Steps for benchmarking
There are different models in benchmarking and the steps vary as well. Some basic steps related to benchmarking are:

  • Planning: This step involves initial planning by management, informing the staff about the plan, choosing a team to operate the process, determining what to benchmark and why, determining information source, etc.  
  • Research: At this stage, it is important to thoroughly research on the activity one wants to benchmark. This step involves checking information in libraries journals, etc.   
  • Selecting a partner: After the initial stages of planning and research, the third stage involves selecting a benchmarking partner (or partners). It is advisable to establish a list of organizations which are well known in the industry for their best practices. After selecting a few potential partners (not too many, 3 is sufficient) from the list, it is now to contact them and explain them the objectives of your organization.
  • Collecting and sharing information: This is one of the most crucial stages where a business requires to focus on collecting information from its benchmarking partners - information which could later be implemented to improve its own processes. This is not a one-off action and the benchmark team of the business may visit the benchmark partners' organization several times for full understanding of how things work.      
  • Analyze and Adaption: This step involves summarizing and analyzing the data collected to find out in which areas improvement is required. At this stage, the business needs to develop strategies and and agree on a action plan.

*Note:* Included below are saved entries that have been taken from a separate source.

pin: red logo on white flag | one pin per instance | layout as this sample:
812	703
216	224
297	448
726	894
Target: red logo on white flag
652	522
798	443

Benchmarking has proved to be one of the most effective tools of management for bringing about quantum-leaps in performance of an organization. It helps a business to learn from the experience of others and improve itself by replicating the best practices already undertaken by someone else in the industry. It provides opportunities for staff to learn new skills and also boosts their confidence in developing new approaches. For SMEs, which are constantly seeking new ways of doing things, benchmarking could be an effective 'wake-up call' and an impetus for change towards development.